GKN Aerospace is working on the development of new techniques for composite manufacture that will extend the use of composite materials across the airframe and into aero-engines.
Phil Grainger, Technical Director and Chief Technologist at GKN Aerospace explains:
”Composite manufacturing techniques are now mature and have achieved their maximum performance levels. These techniques are intensively manual, and require high levels of manpower at every stage throughout the manufacturing process. However for the composite market to grow, the cost competitiveness of the product must be improved.”
GKN Aerospace is developing vital new manufacturing techniques which will reduce traditional capital investment in plant whilst automating the process to maximise manufacturing performance and drive costs down. These new techniques include developing an 'out of autoclave' manufacturing process and introducing a high speed, highly accurate Automated Tape Layer (ATL).
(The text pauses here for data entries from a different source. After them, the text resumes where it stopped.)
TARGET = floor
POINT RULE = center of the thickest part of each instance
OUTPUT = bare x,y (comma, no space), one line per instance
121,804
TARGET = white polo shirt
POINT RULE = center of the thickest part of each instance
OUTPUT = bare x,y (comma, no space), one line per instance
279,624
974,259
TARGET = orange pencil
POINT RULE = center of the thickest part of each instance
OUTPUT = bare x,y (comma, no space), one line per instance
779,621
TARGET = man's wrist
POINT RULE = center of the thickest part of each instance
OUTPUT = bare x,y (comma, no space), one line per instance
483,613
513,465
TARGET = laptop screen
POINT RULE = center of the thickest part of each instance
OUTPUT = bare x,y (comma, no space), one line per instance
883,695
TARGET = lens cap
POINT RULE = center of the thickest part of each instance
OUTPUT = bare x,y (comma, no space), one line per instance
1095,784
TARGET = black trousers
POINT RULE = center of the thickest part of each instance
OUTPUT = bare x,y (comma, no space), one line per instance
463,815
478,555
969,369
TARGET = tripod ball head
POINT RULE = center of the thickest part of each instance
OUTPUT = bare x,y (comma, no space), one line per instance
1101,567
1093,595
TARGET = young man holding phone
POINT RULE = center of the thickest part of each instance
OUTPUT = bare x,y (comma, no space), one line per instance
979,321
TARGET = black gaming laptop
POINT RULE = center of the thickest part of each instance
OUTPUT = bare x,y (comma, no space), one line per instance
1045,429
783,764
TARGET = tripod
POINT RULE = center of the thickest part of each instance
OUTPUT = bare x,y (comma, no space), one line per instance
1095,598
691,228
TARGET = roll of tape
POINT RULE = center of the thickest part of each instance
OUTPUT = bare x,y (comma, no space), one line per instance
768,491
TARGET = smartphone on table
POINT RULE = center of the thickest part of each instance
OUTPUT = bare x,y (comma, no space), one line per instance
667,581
Grainger continues: “We have recently delivered the first all-composite wing spar for the Airbus A400M military airlifter. These 20m long spars represent the first ever application of carbon composites for a primary structure on a large transport aircraft wing and we are producing them using much of the new manufacturing expertise we have developed”.
'Out of autoclave' curing removes the need for, and intrinsic limitations of, an oven-based manufacturing process. It also brings significant reduction in the capital investment and running costs inherent in using an autoclave. The new GKN Aerospace process is called Resin Film Infusion (RFI) and is now being used in conjunction with self heated tooling on the A380 wing trailing edge manufacture. RFI has been shown to offer a 10% reduction in manufacturing costs, reduced tooling requirements, lower capital investment costs, lower risk in manufacture, potential weight savings as well as a consistently high quality result.
Automated Tape Laying (ATL) machines are showing demonstrable improvements in product quality and consistency particularly in the lay up very large and highly complex components. They also produce substantial reductions in the time required to lay up a composite stack. Typically this can be reduced from a 6 day process to a 48 hour activity, bringing significant cost benefits. ATL is to be employed in the full scale production of the A400M spars.
Looking to the future, GKN Aerospace last year opened its Composite Research Centre (CRC). The CRC is already involved in at least 5 aerospace related research programmes and is investigating areas including acoustic technologies, the application of composites into aero-engines and the further development of manufacturing processes which will enable large, highly complex, and curved assemblies to be produced swiftly, to high levels of tolerance, with great consistency.
Grainger concludes “Our goal is to do all this at a cost that is acceptable to the highly competitive aerospace marketplace today”.